What is Hyper-parenting?

The transatlantic parenting trend - often referred to as 'helicopter parenting' - that could be damaging your child and how to avoid it

What is Hyper-parenting?

What is Hyper-Parenting?


Hyper-parenting is a phenomenon characterised by excessive attention to children. Hyper parenting or, helicopter parenting is a when a parent ensures their child has a busier schedule than a CEO. It means parents scheduling these kids to within a inch of their life – fitting in hours of sports clubs, music lessons and any other hobbies you might care to think of, not to mention school, homework and the small matters of eating and sleeping. Therefore, preventing children from experiencing the ‘carefree’ childhood they are entitled to

Hyper-Parenting has become a bigger trend in the past few years as life in general has become more competitive.

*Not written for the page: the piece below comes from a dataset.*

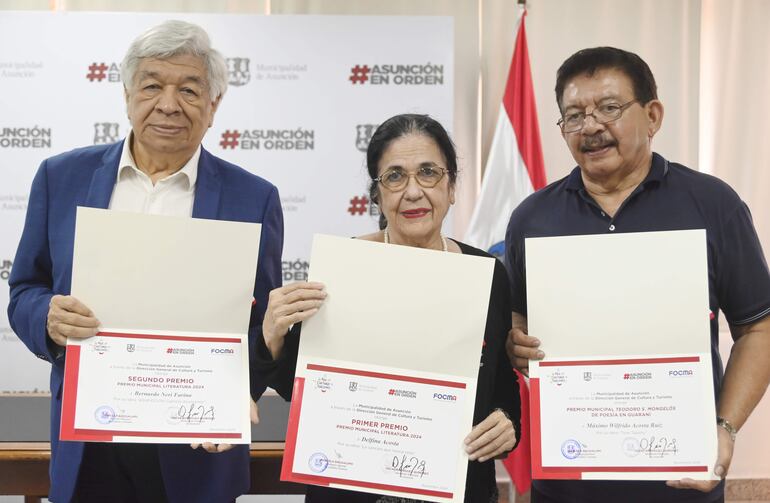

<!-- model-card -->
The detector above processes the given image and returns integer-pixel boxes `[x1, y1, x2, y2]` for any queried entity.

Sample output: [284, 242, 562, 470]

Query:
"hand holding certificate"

And, seems to have emerged in the United States, where competitiveness prevails. This strong pressure to make sure their children are successful in life, so strong that some parents go so far as to reserve a spot in an elite preschool even before the child is born.

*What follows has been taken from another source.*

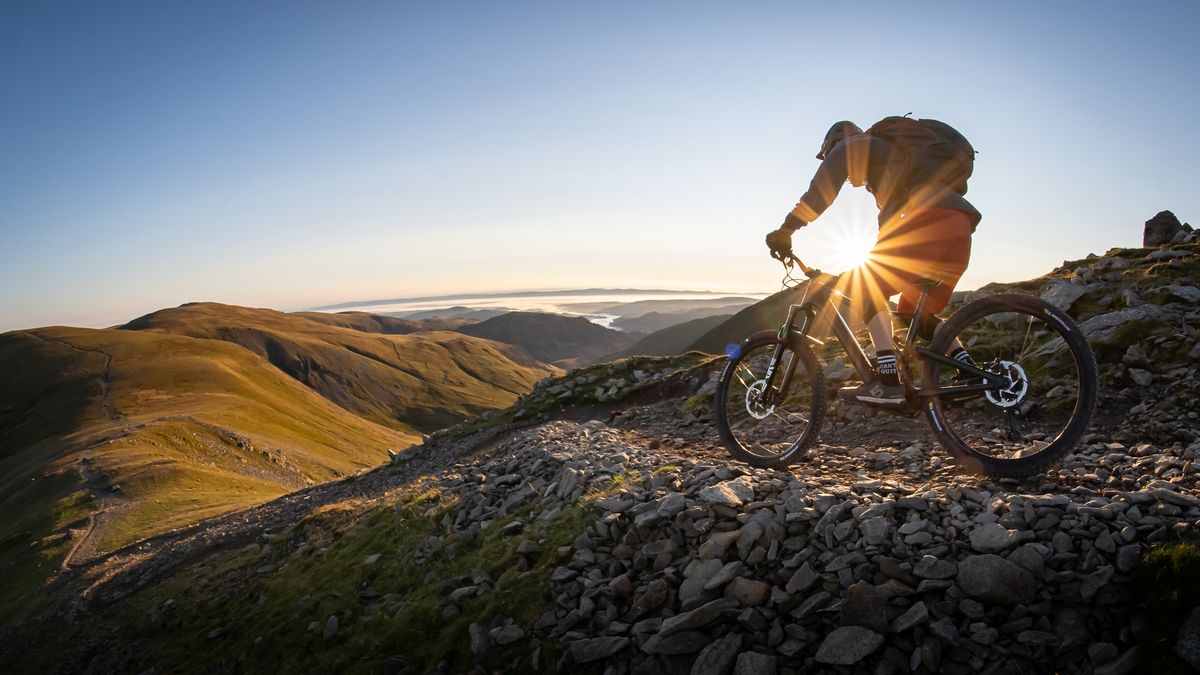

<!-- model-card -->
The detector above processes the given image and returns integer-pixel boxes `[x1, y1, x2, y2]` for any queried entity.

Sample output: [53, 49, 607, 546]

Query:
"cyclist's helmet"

What are the benefits of Hyper-Parenting?

Parents who micro-manage their child’s lives may feel that by building up their children’s skill set in as many areas as possible, they are giving them the best chance of a successful future. School-gate pressure can play a part too, if friends or colleagues have conformed to this parenting style.

What are the disadvantages of hyper-parenting?

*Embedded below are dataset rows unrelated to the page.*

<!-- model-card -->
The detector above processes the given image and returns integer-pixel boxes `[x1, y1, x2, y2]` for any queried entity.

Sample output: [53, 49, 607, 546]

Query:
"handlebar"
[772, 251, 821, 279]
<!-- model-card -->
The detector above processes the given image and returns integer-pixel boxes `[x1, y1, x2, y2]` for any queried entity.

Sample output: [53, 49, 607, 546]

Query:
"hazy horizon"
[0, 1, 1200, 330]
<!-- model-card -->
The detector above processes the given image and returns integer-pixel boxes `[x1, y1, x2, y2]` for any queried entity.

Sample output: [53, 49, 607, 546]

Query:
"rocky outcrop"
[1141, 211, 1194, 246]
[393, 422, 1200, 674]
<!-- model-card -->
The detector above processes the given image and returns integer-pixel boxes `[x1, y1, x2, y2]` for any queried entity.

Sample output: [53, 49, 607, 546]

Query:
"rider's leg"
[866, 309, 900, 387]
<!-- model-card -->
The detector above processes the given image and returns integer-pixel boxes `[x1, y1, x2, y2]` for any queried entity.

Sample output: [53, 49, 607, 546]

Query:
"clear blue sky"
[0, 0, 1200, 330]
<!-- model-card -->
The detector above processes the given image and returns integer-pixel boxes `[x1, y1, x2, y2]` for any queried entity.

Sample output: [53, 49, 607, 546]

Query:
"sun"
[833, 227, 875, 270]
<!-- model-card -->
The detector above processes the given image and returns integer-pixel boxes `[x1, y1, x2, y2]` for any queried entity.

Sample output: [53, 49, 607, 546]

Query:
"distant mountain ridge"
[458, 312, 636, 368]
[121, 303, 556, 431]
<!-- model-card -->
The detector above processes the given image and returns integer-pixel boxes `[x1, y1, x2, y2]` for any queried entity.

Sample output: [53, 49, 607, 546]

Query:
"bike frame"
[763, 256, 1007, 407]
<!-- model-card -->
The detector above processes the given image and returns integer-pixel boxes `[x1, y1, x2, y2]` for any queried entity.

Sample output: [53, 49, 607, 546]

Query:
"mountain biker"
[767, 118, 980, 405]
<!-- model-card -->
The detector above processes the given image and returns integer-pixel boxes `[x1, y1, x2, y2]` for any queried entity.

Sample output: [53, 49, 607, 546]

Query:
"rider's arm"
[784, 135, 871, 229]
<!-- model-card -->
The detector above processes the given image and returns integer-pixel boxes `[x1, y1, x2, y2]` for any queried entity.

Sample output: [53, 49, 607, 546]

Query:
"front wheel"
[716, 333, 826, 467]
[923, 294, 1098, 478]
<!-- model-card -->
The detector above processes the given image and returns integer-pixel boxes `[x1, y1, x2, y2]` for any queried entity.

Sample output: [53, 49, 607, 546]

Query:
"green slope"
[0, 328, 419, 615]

Many experts believe that a slower, more laissez-faire approach to parenting actually nurtures happier and more successful children. While equipping them with many academic skills, over-scheduling your child’s life takes her away from relaxing family time and socialising with peers, both of which are important for development.

As well as this an overly anxious style of parenting may put undue stress and pressure on your child to ‘succeed’ and reach specific, measurable targets instead of learning to value herself and her personal qualities as a whole.

It can also make children socially awkward in later life where less independent means they give up easily, can feel anxious and suffer with low self-confidence therefore becoming scared of the outside world.

How to avoid hyper-parenting

  • Avoid signing your child up for too many extra-curricular activities. Even if you feel pressured by other parents to compete with their busy family schedules, think about what is manageable for your family.
  • Arrange to have at least one day each week with an empty diary for the whole family, and see where the day takes you. Spend a Sunday with your children in the house or garden, having relaxed, schedule-free fun.
  • Try not to buy into every parenting fad or piece of research that comes along. Trust your instincts about what will work for your children.
  • Lead by example. Relaxed parents make for happier children, so resist the temptation to overstuff your own schedule or fret about all of the things you feel you should be doing.